RAZÕES DA EXISTÊNCIA

Cada pessoa tem, claro, seu próprio modo de pensar as coisas. Como você notou na leitura, em muitos momentos gosto de pensar pela ausência.
Sempre que posso, procuro passar esse conceito, em palestras ou nas aulas dos cursos de mestrado e doutorado. Se um dos meus alunos, por exemplo, quer fazer um estudo sobre a importância da Educação Física no currículo do ensino fundamental, ou sobre a presença da Arte-Educação no aprendizado infantil, eu digo: “A primeira coisa que você precisa pensar é: Se a Educação Física não existisse, que falta faria? Se não houvesse Arte-Educação, que falta faria?”.
Isso é fundamental, pois razões de carência são razões de existência. Como disse o escritor e pensador argelino-francês Albert Camus, “boas razões para morrer são boas razões para viver” (até por isso ele também disse que só há uma questão filosófica verdadeiramente séria: o suicídio).
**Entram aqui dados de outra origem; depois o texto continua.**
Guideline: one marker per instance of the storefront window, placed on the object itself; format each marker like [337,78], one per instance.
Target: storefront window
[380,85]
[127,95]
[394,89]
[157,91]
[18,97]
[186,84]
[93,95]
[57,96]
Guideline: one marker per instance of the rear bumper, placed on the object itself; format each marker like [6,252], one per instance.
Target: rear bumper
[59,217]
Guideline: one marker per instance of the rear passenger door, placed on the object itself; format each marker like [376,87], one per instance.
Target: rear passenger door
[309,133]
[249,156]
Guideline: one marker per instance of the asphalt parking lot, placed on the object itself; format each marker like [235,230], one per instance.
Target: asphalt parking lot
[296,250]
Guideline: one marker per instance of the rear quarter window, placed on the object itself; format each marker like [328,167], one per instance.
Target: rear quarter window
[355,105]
Nesse caso, seguindo a linha de raciocínio do “que falta faria?”, uma questão fundamental para qualquer pessoa é: “Se eu não existisse, que falta faria?”, ou “que falta faço eu?”. Essas respostas estabelecem minhas razões de existência, e também os senões da minha existência.
Esse tipo de questionamento se tornou um hábito em minha vida. No primeiro dia do ano, num gesto físico mas também simbólico, pego uma folha de papel e traço uma linha no meio, criando duas colunas. Na da esquerda, escrevo no alto da página: “Apesar de”. Na da direita, “Por causa de”. Então elejo os principais temas do ano que passou e começo a pensar sobre eles, a analisá-los. No começo de 2009, por exemplo, refleti sobre estes três temas, entre outros: continuo morando em São Paulo, continuo sendo professor e continuo casado. Sobre a cidade, ponderei: “moro em São Paulo há mais de 40 anos ‘apesar’ do trânsito, da poluição, da violência. E continuo morando ‘por causa’ da profusão de atividades culturais, do mercado de trabalho, das oportunidades, dos contatos, da universidade, dos meus filhos que moram na cidade”.
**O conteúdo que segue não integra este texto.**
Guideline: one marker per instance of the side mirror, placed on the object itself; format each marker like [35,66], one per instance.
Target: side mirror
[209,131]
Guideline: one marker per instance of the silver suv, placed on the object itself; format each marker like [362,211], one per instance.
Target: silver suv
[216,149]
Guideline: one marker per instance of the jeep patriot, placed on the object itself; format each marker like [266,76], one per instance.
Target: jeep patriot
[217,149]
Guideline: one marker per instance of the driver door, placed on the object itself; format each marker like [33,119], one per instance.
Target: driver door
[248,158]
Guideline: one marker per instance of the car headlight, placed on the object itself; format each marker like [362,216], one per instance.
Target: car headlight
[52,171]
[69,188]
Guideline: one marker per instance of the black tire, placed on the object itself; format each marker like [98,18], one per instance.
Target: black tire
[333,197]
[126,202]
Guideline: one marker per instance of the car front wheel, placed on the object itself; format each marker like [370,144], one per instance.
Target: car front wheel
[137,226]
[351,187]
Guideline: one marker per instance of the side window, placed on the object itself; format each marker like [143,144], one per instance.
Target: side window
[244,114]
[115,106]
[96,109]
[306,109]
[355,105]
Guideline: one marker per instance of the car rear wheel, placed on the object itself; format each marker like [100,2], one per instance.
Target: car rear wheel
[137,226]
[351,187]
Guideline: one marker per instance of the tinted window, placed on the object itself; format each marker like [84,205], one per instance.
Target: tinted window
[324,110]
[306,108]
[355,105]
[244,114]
Se a coluna do “Apesar de” fica com mais itens – ou, em outras palavras, se os “senões” ultrapassam as “razões” –, alguma coisa precisa ser repensada com seriedade ou mudada na minha vida. Se a do “Por causa de” fica mais cheia – se as “razões” são superiores aos “senões” –, então estou no caminho certo. Aliás, é por isso mesmo que continuo sendo professor e continuo casado…
O que vale é ter razões, não senões. Razões para viver, para pensar, para agir. Mas note que os senões são fundamentais para você contrabalançar aquilo que faz.
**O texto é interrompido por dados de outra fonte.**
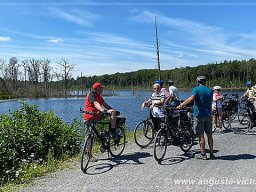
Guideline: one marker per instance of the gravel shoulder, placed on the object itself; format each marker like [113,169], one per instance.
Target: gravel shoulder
[136,170]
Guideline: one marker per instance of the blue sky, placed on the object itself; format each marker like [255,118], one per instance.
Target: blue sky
[105,37]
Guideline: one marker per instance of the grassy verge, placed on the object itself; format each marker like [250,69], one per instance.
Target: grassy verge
[35,170]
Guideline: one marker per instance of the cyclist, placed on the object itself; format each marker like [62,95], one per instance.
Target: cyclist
[217,106]
[156,102]
[202,97]
[163,89]
[94,102]
[174,94]
[250,92]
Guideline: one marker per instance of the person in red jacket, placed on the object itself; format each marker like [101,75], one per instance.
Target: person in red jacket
[94,102]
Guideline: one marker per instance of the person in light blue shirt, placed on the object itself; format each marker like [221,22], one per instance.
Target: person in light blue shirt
[202,97]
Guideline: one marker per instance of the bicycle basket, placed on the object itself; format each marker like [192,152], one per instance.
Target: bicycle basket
[234,105]
[120,120]
[169,110]
[226,106]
Viver em paz para morrer em paz! Viver em paz não é viver sem problemas, sem atribulações, sem tormentas. Viver em paz é viver com a clareza de estar fazendo o que precisa ser feito, ou seja, não apequenar a própria vida e nem a de outra pessoa, ou qualquer outra vida. Viver em paz é repartir amizade, lealdade, fraternidade, solidariedade, vitalidade.
Morrer em paz é poder ter-se livrado das tentações da futilidade de muitos propósitos, recusado a atração pela vacuidade de intenções e afastado a indecência de uma vida apequenada, infértil e desértica.
Continua valendo a pergunta, para você, e para mim: se você não existisse (se eu não existisse), que falta faria?